Christopher PRIEST
DENOËL
368pp - 22,50 €
Critique parue en juillet 2022 dans Bifrost n° 107
Chaque nouveau roman de Christopher Priest est un événement en soi. À plus forte raison quand il s’agit, comme pour Rendez-vous demain, d’un livre dont la publication en France se fait en avant-première mondiale, celle en langue originale n’étant prévue qu’à la rentrée prochaine.
Fin du XIXe siècle. Adler Beck, un Norvégien, entame une carrière de glaciologue, en partie liée à la tragique disparition de son père sur un glacier quelques années auparavant. Son sérieux et sa stabilité tranchent avec son aventureux frère jumeau, Adolf, qui n’a jamais su prendre sa vie en mains. Lorsqu’Adler, après un passage en Angleterre, décroche un poste aux États-Unis, Adolf, qui préfère se faire appeler Dolf, l’accompagne, mais pour aussitôt s’envoler vers l’Amérique du Sud.
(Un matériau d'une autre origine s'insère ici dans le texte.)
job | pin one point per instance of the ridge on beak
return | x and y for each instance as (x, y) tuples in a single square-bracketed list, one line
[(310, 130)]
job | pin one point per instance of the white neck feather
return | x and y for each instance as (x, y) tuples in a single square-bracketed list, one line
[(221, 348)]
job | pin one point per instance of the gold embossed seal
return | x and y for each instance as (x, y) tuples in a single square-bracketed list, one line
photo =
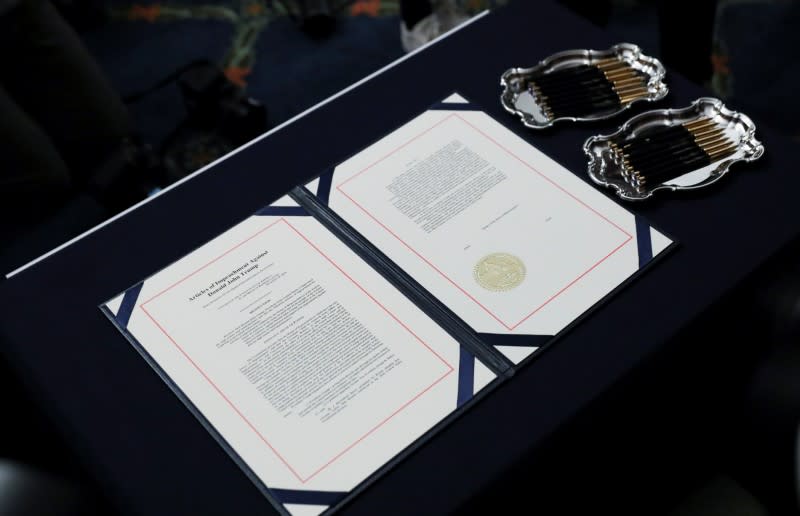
[(499, 272)]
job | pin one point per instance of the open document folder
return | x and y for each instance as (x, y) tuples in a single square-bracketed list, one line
[(330, 333)]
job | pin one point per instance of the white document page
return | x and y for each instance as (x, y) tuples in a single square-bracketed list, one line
[(309, 364), (504, 236)]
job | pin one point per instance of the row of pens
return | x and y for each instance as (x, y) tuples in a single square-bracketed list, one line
[(661, 154)]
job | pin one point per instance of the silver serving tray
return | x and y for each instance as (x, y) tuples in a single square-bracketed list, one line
[(518, 98), (606, 170)]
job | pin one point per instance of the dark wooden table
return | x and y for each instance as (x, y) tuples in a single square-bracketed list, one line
[(152, 456)]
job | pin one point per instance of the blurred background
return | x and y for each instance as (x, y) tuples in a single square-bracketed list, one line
[(115, 100)]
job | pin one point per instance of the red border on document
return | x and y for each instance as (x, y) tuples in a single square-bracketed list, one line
[(509, 327), (302, 479)]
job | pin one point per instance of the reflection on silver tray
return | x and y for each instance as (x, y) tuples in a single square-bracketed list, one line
[(606, 169), (518, 98)]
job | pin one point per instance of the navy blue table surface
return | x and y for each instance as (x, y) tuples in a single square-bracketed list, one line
[(153, 457)]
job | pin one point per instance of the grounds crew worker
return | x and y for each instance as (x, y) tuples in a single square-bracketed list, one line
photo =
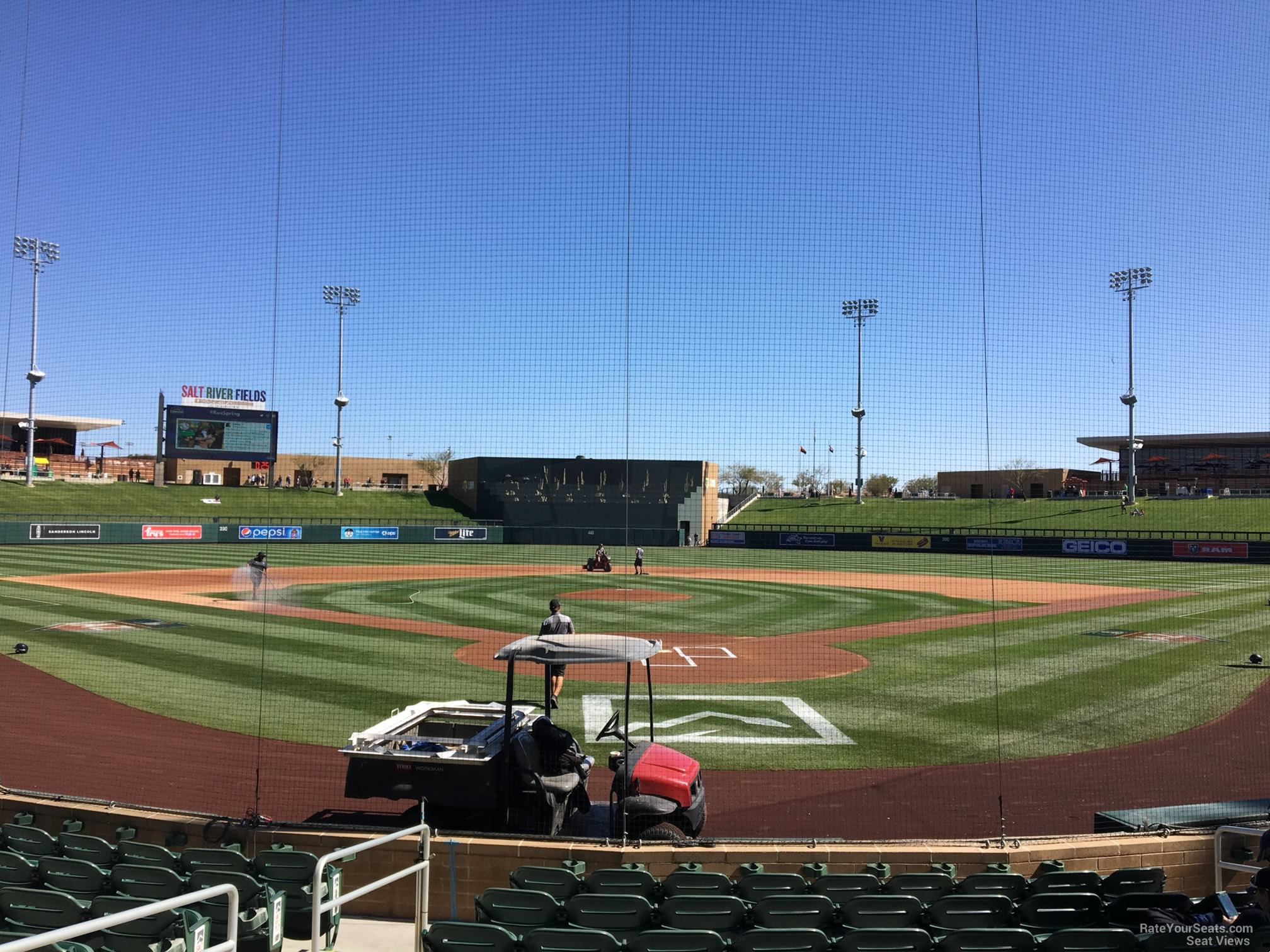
[(556, 623), (260, 567)]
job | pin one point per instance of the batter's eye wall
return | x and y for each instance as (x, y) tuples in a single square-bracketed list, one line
[(563, 501)]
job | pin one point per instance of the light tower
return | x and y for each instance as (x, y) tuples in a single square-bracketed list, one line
[(41, 254), (857, 311), (342, 297), (1128, 283)]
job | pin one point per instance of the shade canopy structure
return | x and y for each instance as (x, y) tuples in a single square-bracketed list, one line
[(580, 649)]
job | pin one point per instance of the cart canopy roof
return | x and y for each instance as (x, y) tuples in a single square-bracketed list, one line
[(580, 649)]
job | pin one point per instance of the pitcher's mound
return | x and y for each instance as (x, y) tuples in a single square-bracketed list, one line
[(625, 596)]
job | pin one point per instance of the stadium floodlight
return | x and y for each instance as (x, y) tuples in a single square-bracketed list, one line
[(41, 254), (857, 311), (1128, 283), (342, 297)]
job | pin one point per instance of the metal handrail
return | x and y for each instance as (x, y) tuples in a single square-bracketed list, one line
[(107, 922), (337, 899), (1218, 863)]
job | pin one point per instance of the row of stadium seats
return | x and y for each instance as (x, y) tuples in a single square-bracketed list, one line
[(483, 937), (28, 912), (755, 884), (83, 867), (622, 915)]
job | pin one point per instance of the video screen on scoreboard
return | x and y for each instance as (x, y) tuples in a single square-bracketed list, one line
[(221, 433)]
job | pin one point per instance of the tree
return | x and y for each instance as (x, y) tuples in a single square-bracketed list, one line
[(881, 485), (809, 480), (1020, 473), (915, 487), (436, 466), (306, 470), (771, 482), (743, 479)]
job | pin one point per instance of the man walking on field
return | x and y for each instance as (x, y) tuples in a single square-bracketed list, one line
[(556, 623)]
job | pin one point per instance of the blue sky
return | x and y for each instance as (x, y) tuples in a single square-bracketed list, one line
[(466, 166)]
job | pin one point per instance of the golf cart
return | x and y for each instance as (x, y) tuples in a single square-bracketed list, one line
[(506, 767)]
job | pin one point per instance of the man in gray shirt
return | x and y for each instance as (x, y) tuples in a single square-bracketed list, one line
[(556, 623)]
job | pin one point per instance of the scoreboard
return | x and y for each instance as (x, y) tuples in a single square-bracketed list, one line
[(221, 433)]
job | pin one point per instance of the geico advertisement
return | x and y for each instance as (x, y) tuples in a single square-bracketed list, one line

Les deux frères vont garder un lien au-delà des frontières, même s’il se relâche progressivement du fait de leurs aspirations opposées. Toutefois, un événement qui les touche tous les deux – une voix intérieure qui, brusquement, s’adresse à eux et les paralyse – va de nouveau les rapprocher. D’où vient-elle ? Mystère.
À peu près à la même époque, à Londres, un homme du nom de John Smith doit répondre de plusieurs procès, où il est accusé de malversations diverses.
Enfin, dernier fil de l’intrigue, en 2050, Chad Ramsey, profiler pour la police, perd son travail suite à l’arrivée d’un nouveau chef. Il a toutefois eu le temps de se former à une nouvelle technologie de pointe, qui permet d’entrer en relation mentale avec d’autres personnes à l’aide d’une nanoplaque implantée dans son crâne. Après son départ de la police, il se désespère à propos du réchauffement climatique ambiant et inéluctable, avant d’obtenir un contrat qui va lui permettre de réfléchir sur le sujet…
Ces différentes lignes vont se rejoindre car, bien évidemment, tout est lié chez Priest. Chad Ramsey, par exemple, a un frère jumeau… comme Adler et Dolf Beck ; la gémellité est du reste un motif récurrent dans l’œuvre de l’auteur (Le Prestige, La Séparation). Sous-jacente à cette thématique, on trouve bien évidemment celle de la notion d’identité, puisqu’au sein de chaque paire de jumeau, chacun se définit forcément en fonction de l’autre. Histoire de gravir un échelon dans la complexité et la mise en abyme du thème du double, Priest a donc inséré au cœur de son roman un fait divers : John Smith a réellement existé, comme l’attestent avec évidence les images d’époque qui parsèment le livre ; et, plus le roman avance, plus il semble bien que John Smith et Dolf ne sont qu’un seul et même homme, puisque Beck est finalement condamné par la justice anglaise. Vertigineux…
Autre fil rouge du livre, les recherches d’Adler sur les glaciers, lui qui prédit un refroidissement global de la planète dans les prochaines décennies, trouveront un écho dans celles de Chad, qui pour sa part se débat donc dans le réchauffement climatique qui conduit à une montée des eaux de plus en plus problématique et à un monde qui enchaîne les dévastations… À moins… à moins qu’il arrive à trouver un espoir dans certaines des théories les plus folles qu’auront avancées des climatologues des générations précédentes ? La précision de certaines des théories environnementales abordées par Priest montre qu’il a particulièrement soigné ses recherches bibliographiques sur le sujet, et rend le tout passionnant (même si, petit bémol, cela se traduit parfois par des passages qu’on croirait tout droit recopiés de Wikipedia). Elle tranche du reste avec les prolongements révolutionnaires du moyen de communication mentale expérimenté par Chad, qui semblent davantage magiques que scientifiques. L’essentiel pour Priest n’est ici pas la crédibilité scientifique, mais bien le potentiel ludique que lui procure cet artifice pour faire se répondre, tels des échos, deux périodes séparées par un siècle et demi.
Bénéficiant au passage d’une splendide couverture d’Anouck Faure, Rendez-vous demain se révèle donc un Priest de bonne cuvée. Sans doute pas son meilleur livre, l’écriture manque peut-être un peu de chair, mais un roman solide, documenté, qui propose à la fois de nouveaux développements sur les thématiques chères à l’auteur, et son appropriation, à nul autre pareille, du thème déjà rebattu du réchauffement climatique. Or un Priest solide, c’est déjà un événement en soi.